The National Institute of Mental Health’s White Paper on evidenced-based programs for first episode psychosis (FEP) suggests treatments which are not currently in place in Western Kentucky. At the time of this article review, twenty states currently have evidence based FEP programs, but Kentucky is not one of them. The Recovery After an Initial Schizophrenia Episode program (RAISE) is an NIMH initiative to investigate early community treatment of FEP, and the RAISE paper discusses an evidence-based model for treatment of FEP that might be beneficial for the State of Kentucky to adopt.
States implementing evidence-based FEP programs provide services that are driven by treatment teams and specific to the developmental tasks of young adulthood. Since a majority of patients experience their first episode of psychosis (FEP) between 15-25 years old, programs are targeted toward teen and early adult populations. Within these evidence-based models, research notes that patients experiencing FEP are in the process of acquiring the social, relational, academic, and vocational skills upon which the rest of their adult life may be built upon—so disruption in this normal developmental process can be catastrophic. The lack of development in these vital areas then contributes to accumulated disability for people with psychotic disorders. The work of other states and countries has provided two decades of research to draw upon guiding program development in the United States This research strongly supports early intervention’s ability to stop the accumulated disability in young people who develop psychotic disorders.
Coordinated Specialty Care (CSC) is the model that has been implemented in other countries and in some areas of the United States. CSC has the potential to mitigate and possibly even stop the damage caused by psychotic disorders. Some elements of the CSC framework exist in Western Kentucky, making the development and implementation of a CSC program a reasonable goal. Other RAISE programs have been embedded into existing healthcare services. CSC resembles the Assertive Community Treatment (ACT) model in some ways but very much differs in others. The presence of ACT teams and community mental health centers may be a starting framework for CSC.
Additional components of CSC include assertive case management, Individual Resiliency Training (IRT) model based psychotherapy, family education and support, supported employment and education services, and low doses of select antipsychotics. CSC emphasizes a youth driven structure, a relationship with a primary staff member, and small caseloads for staff. CSC is a team driven approach involving the patient and family members. Collaborative treatment planning helps to increase compliance with treatment. CSC emphasizes shared decision-making and a therapeutic alliances with patients in order to maintain engagement in the program over time. One CSC staff member is always identified as the patient’s principal care manager.
CSC strives to bridge the gap between hospitalization and engagement in outpatient services. Referred individuals may be interviewed for eligibility while hospitalized and ‘in reach’ services provided. This gives patients a chance to form an alliance with CSC staff prior to discharge. The CSC program then contacts the patient no less than 7 days after discharge to begin program entry. Since there is heavy emphasis on a person-centered, therapeutic alliance approach, primary clinicians should be a first point of contact. Research supports care of up to 5 years post-onset of FEP in order to maintain gains made in treatment. Maintaining engagement over a 5 year period requires a strong collaborative alliance with patients and families. CSC programs should engage in strong outreach activities to schools, emergency rooms, jails and police departments, youth care agencies and any agency in their catchment area having contact with youth. The outreach program must have expertise in relationship formation in order to maintain collaborative relationships with other community agencies and bridge the gaps in care for FEP.

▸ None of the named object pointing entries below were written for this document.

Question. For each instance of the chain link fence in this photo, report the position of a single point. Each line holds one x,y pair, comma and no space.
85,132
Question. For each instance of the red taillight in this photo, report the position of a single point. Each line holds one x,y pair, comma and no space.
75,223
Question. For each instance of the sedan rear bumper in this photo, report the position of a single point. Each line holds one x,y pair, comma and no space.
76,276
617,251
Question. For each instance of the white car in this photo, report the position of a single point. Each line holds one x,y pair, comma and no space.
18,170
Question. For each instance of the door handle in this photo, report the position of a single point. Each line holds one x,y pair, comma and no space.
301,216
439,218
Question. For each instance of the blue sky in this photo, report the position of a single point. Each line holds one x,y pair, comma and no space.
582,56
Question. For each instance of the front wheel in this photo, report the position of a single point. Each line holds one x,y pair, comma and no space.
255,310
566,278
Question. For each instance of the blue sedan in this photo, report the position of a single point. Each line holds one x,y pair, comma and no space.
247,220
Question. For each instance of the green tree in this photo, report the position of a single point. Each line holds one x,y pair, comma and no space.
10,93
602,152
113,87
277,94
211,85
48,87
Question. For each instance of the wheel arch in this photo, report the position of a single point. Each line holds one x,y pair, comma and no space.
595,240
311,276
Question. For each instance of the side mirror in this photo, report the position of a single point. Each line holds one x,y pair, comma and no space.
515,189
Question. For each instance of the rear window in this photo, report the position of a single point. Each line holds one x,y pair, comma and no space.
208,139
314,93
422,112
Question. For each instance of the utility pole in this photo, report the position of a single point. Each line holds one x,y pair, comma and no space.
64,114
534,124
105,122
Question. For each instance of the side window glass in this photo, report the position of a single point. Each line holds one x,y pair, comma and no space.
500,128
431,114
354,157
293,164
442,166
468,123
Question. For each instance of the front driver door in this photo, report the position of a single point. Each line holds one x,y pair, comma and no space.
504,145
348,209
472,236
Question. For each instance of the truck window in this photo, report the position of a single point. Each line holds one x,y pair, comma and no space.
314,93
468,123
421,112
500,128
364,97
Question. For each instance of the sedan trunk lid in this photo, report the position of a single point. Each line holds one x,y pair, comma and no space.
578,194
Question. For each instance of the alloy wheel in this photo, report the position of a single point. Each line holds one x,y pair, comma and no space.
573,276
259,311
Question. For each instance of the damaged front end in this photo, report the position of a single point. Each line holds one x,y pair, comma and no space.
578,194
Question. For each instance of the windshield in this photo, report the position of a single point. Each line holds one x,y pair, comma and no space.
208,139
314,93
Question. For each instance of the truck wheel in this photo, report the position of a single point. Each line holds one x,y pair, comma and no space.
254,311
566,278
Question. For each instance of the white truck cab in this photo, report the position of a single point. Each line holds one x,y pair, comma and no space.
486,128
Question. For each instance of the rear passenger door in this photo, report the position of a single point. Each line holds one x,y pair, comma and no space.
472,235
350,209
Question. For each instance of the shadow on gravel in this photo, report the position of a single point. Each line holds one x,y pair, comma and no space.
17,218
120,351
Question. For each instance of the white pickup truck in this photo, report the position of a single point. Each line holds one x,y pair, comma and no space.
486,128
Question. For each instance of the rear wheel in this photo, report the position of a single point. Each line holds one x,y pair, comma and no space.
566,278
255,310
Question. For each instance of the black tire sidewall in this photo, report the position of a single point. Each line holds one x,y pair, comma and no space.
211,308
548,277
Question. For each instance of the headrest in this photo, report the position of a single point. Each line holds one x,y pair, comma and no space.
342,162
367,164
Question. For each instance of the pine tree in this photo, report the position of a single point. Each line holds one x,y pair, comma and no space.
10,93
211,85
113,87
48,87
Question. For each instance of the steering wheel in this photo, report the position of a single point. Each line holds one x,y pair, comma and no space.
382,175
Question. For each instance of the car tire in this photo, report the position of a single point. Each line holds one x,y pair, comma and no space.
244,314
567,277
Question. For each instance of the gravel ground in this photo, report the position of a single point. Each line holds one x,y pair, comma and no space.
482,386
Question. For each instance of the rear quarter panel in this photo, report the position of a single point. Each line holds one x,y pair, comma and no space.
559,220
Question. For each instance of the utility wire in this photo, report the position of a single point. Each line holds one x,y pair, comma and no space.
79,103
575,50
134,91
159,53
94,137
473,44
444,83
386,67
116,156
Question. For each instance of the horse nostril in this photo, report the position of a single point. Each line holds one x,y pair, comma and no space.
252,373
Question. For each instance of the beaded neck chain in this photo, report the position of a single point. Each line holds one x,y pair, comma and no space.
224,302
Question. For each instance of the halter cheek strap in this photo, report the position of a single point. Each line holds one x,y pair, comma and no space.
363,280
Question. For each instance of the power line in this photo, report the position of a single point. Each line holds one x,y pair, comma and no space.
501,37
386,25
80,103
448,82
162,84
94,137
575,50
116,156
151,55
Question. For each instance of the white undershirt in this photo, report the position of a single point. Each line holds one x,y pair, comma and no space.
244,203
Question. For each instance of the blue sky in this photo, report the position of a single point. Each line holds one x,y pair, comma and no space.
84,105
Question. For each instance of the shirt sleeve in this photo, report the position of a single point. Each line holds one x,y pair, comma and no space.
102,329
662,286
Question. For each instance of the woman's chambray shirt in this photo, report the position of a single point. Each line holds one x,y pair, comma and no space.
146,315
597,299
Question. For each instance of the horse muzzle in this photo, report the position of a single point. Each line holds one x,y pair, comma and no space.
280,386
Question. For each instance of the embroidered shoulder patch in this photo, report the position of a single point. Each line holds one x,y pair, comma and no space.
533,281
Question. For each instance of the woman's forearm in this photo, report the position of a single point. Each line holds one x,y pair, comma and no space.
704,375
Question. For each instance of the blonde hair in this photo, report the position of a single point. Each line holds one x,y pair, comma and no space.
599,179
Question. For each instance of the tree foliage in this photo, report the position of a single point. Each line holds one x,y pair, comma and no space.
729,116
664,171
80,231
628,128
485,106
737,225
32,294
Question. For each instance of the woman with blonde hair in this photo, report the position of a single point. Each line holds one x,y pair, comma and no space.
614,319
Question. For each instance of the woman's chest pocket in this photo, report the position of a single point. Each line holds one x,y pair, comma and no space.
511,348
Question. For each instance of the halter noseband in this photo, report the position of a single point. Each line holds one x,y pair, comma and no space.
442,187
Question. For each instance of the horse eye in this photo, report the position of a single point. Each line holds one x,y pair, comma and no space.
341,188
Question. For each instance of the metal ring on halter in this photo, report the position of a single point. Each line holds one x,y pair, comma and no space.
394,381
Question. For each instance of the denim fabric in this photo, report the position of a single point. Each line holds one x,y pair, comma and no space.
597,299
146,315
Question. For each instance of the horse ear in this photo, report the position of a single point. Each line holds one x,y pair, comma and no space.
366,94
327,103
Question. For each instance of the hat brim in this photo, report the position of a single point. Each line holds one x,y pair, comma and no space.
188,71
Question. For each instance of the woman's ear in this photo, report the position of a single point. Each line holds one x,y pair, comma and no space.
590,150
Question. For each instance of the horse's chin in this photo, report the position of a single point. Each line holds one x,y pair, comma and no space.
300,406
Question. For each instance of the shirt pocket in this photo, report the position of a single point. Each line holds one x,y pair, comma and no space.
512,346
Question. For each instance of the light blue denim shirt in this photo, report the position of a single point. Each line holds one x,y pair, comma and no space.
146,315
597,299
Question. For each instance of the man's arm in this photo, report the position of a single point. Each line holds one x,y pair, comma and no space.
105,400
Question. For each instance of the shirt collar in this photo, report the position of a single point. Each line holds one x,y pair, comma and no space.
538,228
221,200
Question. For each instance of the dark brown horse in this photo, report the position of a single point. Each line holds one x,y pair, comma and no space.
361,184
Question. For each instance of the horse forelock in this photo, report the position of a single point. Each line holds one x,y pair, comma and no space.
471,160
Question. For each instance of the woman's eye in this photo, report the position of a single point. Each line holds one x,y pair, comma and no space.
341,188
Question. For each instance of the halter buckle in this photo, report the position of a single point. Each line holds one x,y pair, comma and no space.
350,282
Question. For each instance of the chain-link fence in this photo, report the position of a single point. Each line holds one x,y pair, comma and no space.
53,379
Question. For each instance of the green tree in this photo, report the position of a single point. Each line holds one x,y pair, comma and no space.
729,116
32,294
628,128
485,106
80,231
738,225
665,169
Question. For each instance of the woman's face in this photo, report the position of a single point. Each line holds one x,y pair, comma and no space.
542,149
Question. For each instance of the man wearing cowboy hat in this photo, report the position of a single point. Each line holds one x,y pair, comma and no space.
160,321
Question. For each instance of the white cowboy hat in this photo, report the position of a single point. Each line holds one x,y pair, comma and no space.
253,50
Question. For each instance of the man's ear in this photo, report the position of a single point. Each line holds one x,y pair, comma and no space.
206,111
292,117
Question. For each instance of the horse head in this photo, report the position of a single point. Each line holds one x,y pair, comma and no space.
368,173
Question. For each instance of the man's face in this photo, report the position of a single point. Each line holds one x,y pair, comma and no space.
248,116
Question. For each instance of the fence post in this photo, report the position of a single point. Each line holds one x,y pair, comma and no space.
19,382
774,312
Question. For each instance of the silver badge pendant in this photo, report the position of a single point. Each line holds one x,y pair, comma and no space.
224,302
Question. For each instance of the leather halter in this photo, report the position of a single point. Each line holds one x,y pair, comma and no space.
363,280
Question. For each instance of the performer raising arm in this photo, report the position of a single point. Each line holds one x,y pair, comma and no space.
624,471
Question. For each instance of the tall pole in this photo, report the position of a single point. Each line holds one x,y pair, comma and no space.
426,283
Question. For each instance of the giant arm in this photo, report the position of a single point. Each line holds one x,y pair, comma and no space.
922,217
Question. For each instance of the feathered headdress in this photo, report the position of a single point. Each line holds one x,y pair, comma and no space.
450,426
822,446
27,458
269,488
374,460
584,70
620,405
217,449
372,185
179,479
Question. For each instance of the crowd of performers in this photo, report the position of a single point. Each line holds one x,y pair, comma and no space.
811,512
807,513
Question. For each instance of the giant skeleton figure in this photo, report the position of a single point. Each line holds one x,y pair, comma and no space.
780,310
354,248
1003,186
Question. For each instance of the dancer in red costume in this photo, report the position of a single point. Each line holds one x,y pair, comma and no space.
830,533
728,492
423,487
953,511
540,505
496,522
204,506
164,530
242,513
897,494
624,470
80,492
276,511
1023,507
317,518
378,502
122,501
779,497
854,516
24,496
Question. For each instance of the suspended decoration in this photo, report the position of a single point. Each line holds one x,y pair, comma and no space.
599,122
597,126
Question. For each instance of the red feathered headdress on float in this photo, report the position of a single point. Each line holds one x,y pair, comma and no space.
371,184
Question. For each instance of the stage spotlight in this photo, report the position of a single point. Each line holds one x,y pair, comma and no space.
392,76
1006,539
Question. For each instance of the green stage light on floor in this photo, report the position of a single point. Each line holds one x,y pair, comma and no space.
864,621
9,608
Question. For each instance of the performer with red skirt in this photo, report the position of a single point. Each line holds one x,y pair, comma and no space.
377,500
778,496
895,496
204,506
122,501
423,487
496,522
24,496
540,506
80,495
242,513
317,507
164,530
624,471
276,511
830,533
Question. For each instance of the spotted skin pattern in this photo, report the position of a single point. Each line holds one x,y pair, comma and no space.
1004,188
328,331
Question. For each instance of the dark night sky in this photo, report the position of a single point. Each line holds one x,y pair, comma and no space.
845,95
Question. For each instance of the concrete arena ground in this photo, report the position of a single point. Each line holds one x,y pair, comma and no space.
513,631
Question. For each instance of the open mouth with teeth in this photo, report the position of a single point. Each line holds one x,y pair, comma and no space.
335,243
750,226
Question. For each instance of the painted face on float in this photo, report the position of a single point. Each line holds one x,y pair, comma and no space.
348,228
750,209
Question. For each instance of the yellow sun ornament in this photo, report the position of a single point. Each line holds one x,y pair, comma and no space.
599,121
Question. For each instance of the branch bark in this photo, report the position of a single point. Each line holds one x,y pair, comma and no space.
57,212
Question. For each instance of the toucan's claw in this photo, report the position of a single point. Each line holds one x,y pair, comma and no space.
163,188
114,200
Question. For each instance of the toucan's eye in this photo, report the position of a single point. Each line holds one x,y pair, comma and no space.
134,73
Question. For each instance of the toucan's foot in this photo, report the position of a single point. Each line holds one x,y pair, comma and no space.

The youth driven structure of CSC means that all aspects of the program need to be tailored to adolescents and young adults. Reception and treatment areas of clinics should be decorated with youth in mind. Some CSC programs have separate waiting areas within existing healthcare clinics to facilitate a comprehensive youth-centered environment. Trends for adolescent and youth populations change more quickly than adult populations, and this should be taken into account when creating the clinic environment. Reception staff should be trained in dealing with youth and their families. Experienced mental health clinic receptionists may have more experience assisting adults with chronic mental illness versus youth experiencing FEP. CSC staff must be highly motivated to work with the complexities of FEP youth and their families. Flexibility is an absolute must. Weekend and evening appointments are necessary with this population in order to accommodate and encourage work and academic schedules. FEP peers who can help direct the youth friendliness of the clinic may provide valuable insight to clinic staff.
CSC provides a comprehensive, evidence based model of FEP treatment. Western Kentucky could benefit greatly from such a program serving youth. CSC programs are likely to decrease the cost of utilization of other community resources including state psychiatric hospitals, medical facilities and criminal justice resources. Infrastructure within current community mental health exists making development and implementation of CSC feasible.